Et à long terme ? Si on se place à un horizon plus éloigné, il est évident que le monde sera globalement dans la phase de déclin qui suit le pic pétrolier. Plusieurs experts estiment que les énergies fossiles non conventionnelles, finies elles aussi, n’empêchent pas le pic pétrolier et gazier d’avoir (eu) lieu[[Plusieurs experts, dont l’AIE ont situé le pic pétrolier entre 2006 et 2008]] ; tout au plus, elles ralentiront la phase de déclin. L’UE n’a-t-elle pas dès lors plutôt intérêt à (s’)investir dans une politique de l’énergie véritablement intégrée, avec un approvisionnement énergétique basé sur des ressources renouvelables et durables et une intégration des réseaux pour un marché de l’énergie plus compétitif, le tout en déployant des filières porteuses d’innovation et créatrices d’emplois ?

Enfin, qu’il s’agisse d’une perspective court, moyen ou long terme, la réponse aux enjeux climatiques est sans appel : il faut sortir d’un approvisionnement énergétique basé sur les énergies fossile au plus vite! Petite piqûre de rappel : selon l’AIE, deux tiers des réserves prouvées de combustibles fossiles doivent rester dans le sol pour éviter que la planète ne se réchauffe de plus de 2°C.
Alors, le gaz de schiste, un « couteau suisse » énergétique ? Non ! Sauf pour scier la branche sur laquelle l’Europe est assise.

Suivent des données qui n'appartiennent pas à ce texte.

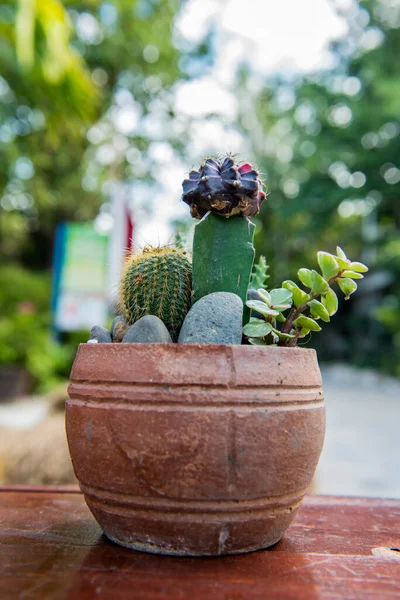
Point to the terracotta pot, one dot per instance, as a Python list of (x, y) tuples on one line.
[(194, 450)]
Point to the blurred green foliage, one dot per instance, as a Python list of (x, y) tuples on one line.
[(77, 77), (329, 146), (25, 324)]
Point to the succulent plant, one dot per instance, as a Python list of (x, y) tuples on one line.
[(306, 307), (157, 282), (224, 187)]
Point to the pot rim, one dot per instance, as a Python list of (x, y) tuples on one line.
[(180, 348), (197, 364)]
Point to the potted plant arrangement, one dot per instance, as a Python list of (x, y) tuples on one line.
[(195, 425)]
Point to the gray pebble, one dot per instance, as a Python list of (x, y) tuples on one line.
[(214, 319), (119, 327), (100, 334), (148, 330)]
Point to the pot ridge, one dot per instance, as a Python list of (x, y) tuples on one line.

Correctif en date du 28 avril 2014: cet article paru le 24/04/2014 mentionnait une étude du consultant Roland Berger faisant notamment état d’une faible efficacité énergétique dans les industries du papier, du ciment et de l’acier. Les fédérations concernées ont contesté la validité des chiffres utilisés et apporté des informations complémentaires. Roland Berger doit revoir sa copie et déclare l’étude « nulle et non avenue ». Une nouvelle analyse de l’efficacité énergétique dans ces secteurs est attendue. IEW s’intéressera bien évidemment aux résultats de celle-ci.